New technology solutions are needed to implement the checks and balances needed to address and prevent these emerging fraud risks. One approach is to implement systems that provide information about both payer and payee accounts for each transaction. Strong and ongoing customer education is also needed to increase awareness of the different types of APP fraud, from false ecommerce to romance scams, cryptocurrency and investment scams and others, and to reduce fraud risks and losses.

6. Growth in AI-driven fraud

2023 was a breakthrough year for AI, characterised by open-source innovation and the emergence of advanced generative AI algorithms. In the coming 12 months, we will see fraudsters using the latest generation of AI capabilities to the maximum to create false identities at scale, and to overlay images, identity documents, voice and video messages, online profiles and more to create hyper-realistic customer profiles that outwit institutions’ traditional defences.

New, generative AI tools make it far easier to create facial images and identification documents that are able to trick institution’s identity solutions and checks.
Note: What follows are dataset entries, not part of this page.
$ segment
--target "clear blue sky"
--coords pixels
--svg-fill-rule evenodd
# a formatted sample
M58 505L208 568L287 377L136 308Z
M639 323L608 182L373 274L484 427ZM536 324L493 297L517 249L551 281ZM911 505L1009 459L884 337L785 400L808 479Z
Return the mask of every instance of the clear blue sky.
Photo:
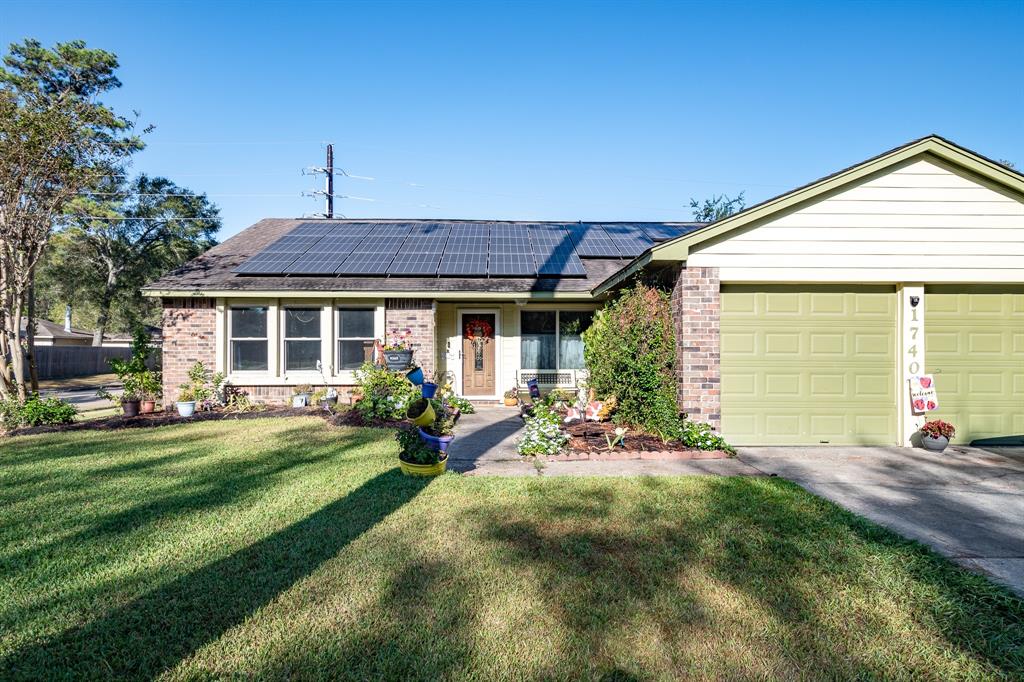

These kinds of technologies can also create fake social media accounts and other online ‘footprints’ that some institutions use as a second-line evaluation of identity risk.

Generative AI also increases fraud risks by enabling fraudsters to scale their attacks rapidly. Where creating false images and identity documents previously took days or even weeks, these kinds of customer identities can be created at scale using simple ‘cut and paste’ commands. What’s more, fraudsters can use AI tools to perpetrate romance scams and other APP fraud based on highly realistic voice recordings, instant messages and/or video footage.

To address these risks, security focused institutions are implementing advanced AI-driven solutions to fight AI-driven fraud risks. As well as recognising AI-generated images and documents, these kinds of solutions can look at device biometrics and other factors that could indicate fraud risk.